Был жив.
— Тогда я к нему, надо проведать.
Пастух и музейщик были давними друзьями. Якуня показал Кучерову в горах и тайге много интересных каменных глыб и скал, искореженных деревьев, пней, которые теперь красуются в музее. При нем Кучеров не закрывал свою записную книжку: то незнакомое словечко выпустит Якуня, то целую поговорку: «Пошел человек по золото, считай: ушел неворотно». (Случалось нередко, что золотоискатели не возвращались домой, вместо золота находили себе смерть.)
— Жив! — обрадовался Якуне Кучеров. — Посудачим еще разок.
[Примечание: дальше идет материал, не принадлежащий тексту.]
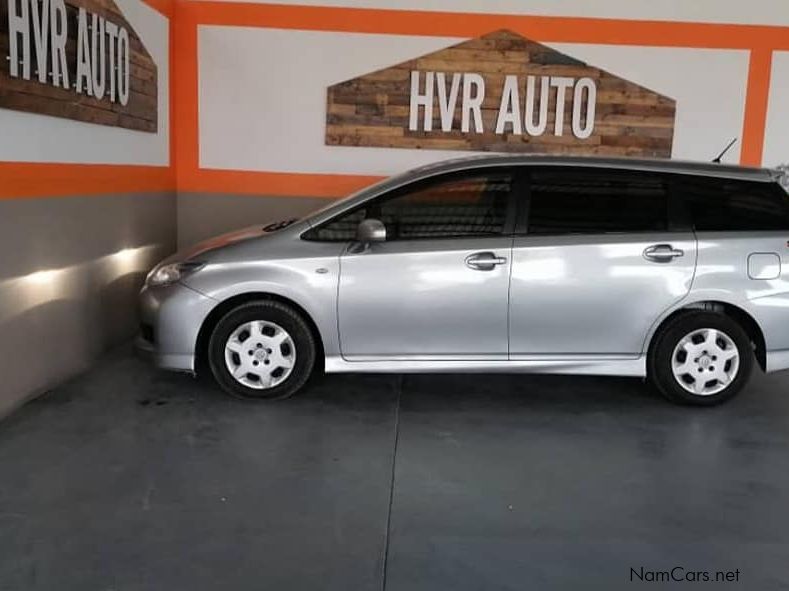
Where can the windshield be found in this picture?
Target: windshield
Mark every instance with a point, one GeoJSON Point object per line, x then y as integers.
{"type": "Point", "coordinates": [341, 202]}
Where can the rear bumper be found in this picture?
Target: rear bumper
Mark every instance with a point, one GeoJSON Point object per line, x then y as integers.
{"type": "Point", "coordinates": [171, 317]}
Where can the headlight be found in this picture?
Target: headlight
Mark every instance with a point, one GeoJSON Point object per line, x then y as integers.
{"type": "Point", "coordinates": [171, 273]}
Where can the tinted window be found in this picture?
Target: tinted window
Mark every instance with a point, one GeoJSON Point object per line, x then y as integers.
{"type": "Point", "coordinates": [457, 207]}
{"type": "Point", "coordinates": [583, 201]}
{"type": "Point", "coordinates": [730, 205]}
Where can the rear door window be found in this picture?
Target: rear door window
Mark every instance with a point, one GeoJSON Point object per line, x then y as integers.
{"type": "Point", "coordinates": [726, 205]}
{"type": "Point", "coordinates": [596, 201]}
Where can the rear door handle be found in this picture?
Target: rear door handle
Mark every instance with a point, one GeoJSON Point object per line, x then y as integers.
{"type": "Point", "coordinates": [662, 253]}
{"type": "Point", "coordinates": [484, 261]}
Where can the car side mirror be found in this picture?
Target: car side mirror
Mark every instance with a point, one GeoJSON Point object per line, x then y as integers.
{"type": "Point", "coordinates": [371, 230]}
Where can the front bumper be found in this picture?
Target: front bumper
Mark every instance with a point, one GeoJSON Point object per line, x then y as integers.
{"type": "Point", "coordinates": [171, 317]}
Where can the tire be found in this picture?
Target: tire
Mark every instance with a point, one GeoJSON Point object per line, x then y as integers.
{"type": "Point", "coordinates": [269, 347]}
{"type": "Point", "coordinates": [724, 357]}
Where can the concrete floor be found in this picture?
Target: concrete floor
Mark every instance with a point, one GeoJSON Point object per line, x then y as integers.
{"type": "Point", "coordinates": [132, 479]}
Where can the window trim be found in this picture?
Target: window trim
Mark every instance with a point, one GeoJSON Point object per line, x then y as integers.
{"type": "Point", "coordinates": [510, 212]}
{"type": "Point", "coordinates": [674, 218]}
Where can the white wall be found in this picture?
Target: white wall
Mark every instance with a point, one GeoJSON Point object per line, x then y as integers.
{"type": "Point", "coordinates": [28, 137]}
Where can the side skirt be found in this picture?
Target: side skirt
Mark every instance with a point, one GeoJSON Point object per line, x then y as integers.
{"type": "Point", "coordinates": [590, 365]}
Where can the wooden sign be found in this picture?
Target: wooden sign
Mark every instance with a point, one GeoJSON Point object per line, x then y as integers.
{"type": "Point", "coordinates": [500, 93]}
{"type": "Point", "coordinates": [77, 59]}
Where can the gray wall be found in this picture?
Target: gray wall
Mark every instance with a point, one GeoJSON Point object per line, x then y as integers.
{"type": "Point", "coordinates": [202, 215]}
{"type": "Point", "coordinates": [70, 270]}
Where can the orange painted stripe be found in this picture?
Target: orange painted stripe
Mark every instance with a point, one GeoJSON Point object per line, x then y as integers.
{"type": "Point", "coordinates": [756, 103]}
{"type": "Point", "coordinates": [459, 24]}
{"type": "Point", "coordinates": [237, 182]}
{"type": "Point", "coordinates": [23, 179]}
{"type": "Point", "coordinates": [165, 7]}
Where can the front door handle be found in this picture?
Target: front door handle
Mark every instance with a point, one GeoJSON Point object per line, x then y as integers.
{"type": "Point", "coordinates": [484, 261]}
{"type": "Point", "coordinates": [662, 253]}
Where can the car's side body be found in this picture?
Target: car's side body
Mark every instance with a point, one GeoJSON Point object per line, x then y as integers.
{"type": "Point", "coordinates": [581, 304]}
— Мне умирать нельзя, — отозвался Якуня. — Коровушки сильно молока сбавят.
— Да живи, живи! Никому не мешаешь, — сказала Марья.
— Недавнось помешал было. — И Якуня пожалобился Кучерову, как пробовали отставить его от пастушества. — Спасибо коровушкам, они выручили. Скотинка, она умней человека бывает. Человек думает: ох, завод, крепко, железно, вечно. А завод погудел, пошумел, нагрязнил, надымил и не понадобился. А скотинка знает: без нее не живать человеку, а ей не гулять без пастуха. Так что я вечно буду надобен.
— Вечных не бывает, — всунулся в разговор Степка. — Сколь ни храбрись, а придется отдавать дудку.
— И отдам. Вот ему в музей. Дудочка стариннейшая, таких давно не делают. Могу отдать и кафтан, и лапти, и ложку, — расщедрился Якуня. Но Старье берем сказал, что ему интересна одна дудочка, а кафтанов, лаптей, ложек в музее завал.
— Вечных не бывает, говоришь? — вдруг обратился Кучеров к Степе.
— Все умирают.
— Как тебя зовут, умник?
— Степкой.
— Степаном. Хорошее имя, большое, высокое. Вечное имя.
— Вечное? — удивился Степка. — Кто же вечный-то?
— Учишься? — спросил Кучеров.
— Пять зим ходил.
— Тогда знать должен.
Но по растерянному, глупому лицу парня было ясно, что не знает.
— Степан Разин, Степан Халтурин, Степан Чумпин.